В Черевково Верещагин знакомится с главным врачом местной больницы. Тот получает 120 тысяч рублей в месяц и жалуется на то, что все операции вынужден делать сам — даже те, которые не умеет делать. Фельдшера получают 25 тыс, акушерки 15 тыс, и те, и другие берут дополнительно (и неформально) с пациентов и пациенток. Впрочем, такие сверхурочные заработки весьма малы, потому что у крестьян нет денег, и крестьянки предпочитают рожать с повитухами. В больнице катастрофически не хватает мест, и главврач не первый год бьет челом в свое ведомство, дабы выбить 200 тыс руб дополнительного годового бюджета, который бы позволил снять под дополнительные койки две соседних с больницей избы.
«Когда, поездивши по нашей провинции» — пишет художник — «знакомишься с положениями медицинского, школьного и других дел, делается совестно за то, что столько сил и внимания общества отдается столичным сплетням, картам и иностранной политике».
В отношении главной цели поездки — древних церквей, Верещагин находит что многие из тех, которых он до экспедиции считал существующими, уже снесены ретивыми священнослужителями. Попы предпочитают деревянным церквям каменные, и, если им удается построить новые храмы, распиливают старину на дрова. В Кулиге Верещагину удалось отстоять приговоренную к сносу древнюю колокольню, которая сегодня стоит в Малых Корелах. Из всех церквей, поразивших Верещагина больше всего, до наших дней дожила только одна — Сидорова Едома. От Пучуги осталась часть сруба, ансамбль Белой Слуды давно пропал, исчезла Кургомень, Ростовская, «обыденная» Флора и Лавра в Цивозере. В Верхней Тоймы Врещагин покупает у попа вынесенную из снесенного древнего храма резную скамью, которая гниет под дождем без присмотра.

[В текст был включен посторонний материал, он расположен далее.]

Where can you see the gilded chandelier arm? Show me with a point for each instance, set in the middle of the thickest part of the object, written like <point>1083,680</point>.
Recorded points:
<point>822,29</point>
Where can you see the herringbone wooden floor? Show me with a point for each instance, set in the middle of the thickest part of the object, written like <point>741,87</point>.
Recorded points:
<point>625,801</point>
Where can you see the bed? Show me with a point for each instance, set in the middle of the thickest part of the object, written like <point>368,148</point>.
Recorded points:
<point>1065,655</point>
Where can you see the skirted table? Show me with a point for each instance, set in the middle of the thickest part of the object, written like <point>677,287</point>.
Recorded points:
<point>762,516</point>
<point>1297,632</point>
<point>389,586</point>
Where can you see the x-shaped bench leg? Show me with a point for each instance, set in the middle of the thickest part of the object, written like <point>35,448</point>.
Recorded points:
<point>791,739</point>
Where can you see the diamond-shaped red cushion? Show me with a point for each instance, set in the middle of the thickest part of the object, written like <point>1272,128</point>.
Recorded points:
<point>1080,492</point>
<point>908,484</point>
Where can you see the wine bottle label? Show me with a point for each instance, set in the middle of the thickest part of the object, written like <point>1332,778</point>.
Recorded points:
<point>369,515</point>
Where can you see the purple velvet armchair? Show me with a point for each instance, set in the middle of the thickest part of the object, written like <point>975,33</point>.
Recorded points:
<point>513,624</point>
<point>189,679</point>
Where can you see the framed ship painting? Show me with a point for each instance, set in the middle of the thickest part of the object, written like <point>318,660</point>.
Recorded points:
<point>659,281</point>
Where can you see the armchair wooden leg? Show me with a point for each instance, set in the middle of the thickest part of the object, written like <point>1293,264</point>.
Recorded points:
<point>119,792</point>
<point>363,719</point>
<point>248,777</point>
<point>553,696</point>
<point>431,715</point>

За скамью он дает четвертной (25 тыс) — и попик не верит своему счастью «Это просто клад сваливается на наш приход с неба!» На следующий день крестьяне тоемского прихода окружают Верещагинский баркас, чтобы попытаться продать ему все, что почитают антиквариатом — от резных лавок и стульев, до Сольвычегодской эмали, до «жетона какого-то Берлинского клуба».
В течение всего пути Верещагин жалуется на неудобства — не доставляется пароходами почта, не продаются сдобные булки, но более всего его злит отсутствие красного вина — под этикетками «Кавказское», «Тифлисское», «Тенерифе» и «Grand Vins Russes, depot JP Smirnoff» на Двине продают плодово-ягодную бормотуху. Даже у местных купцов невозможно достать ничего, кроме продуктов брожения черничного сока. Местную водку Верещагин находит дурной, настойки — чрезвычайно сладкими, поэтому он вынужденно пьет «кизлярку» и благодарит Бога, за то, что в каждой лицензированной лавке России продается этот напиток на виноградном спирту.
Мы тоже обнаружили на Двине нехватку вина, представленного в здешних «Магнитах» совершеннейшим пойлом, и, утомленные трижды очищенным костромским самогоном, нашли местные водки довольно грубыми, а ягодные настойки — включая знаменитый сыктывкарский «Таежный Романс» — приторными. Все девять дней мы пили дагестанский коньяк и благодарили Бога за то, что кое-что в нашем отечестве неизменно.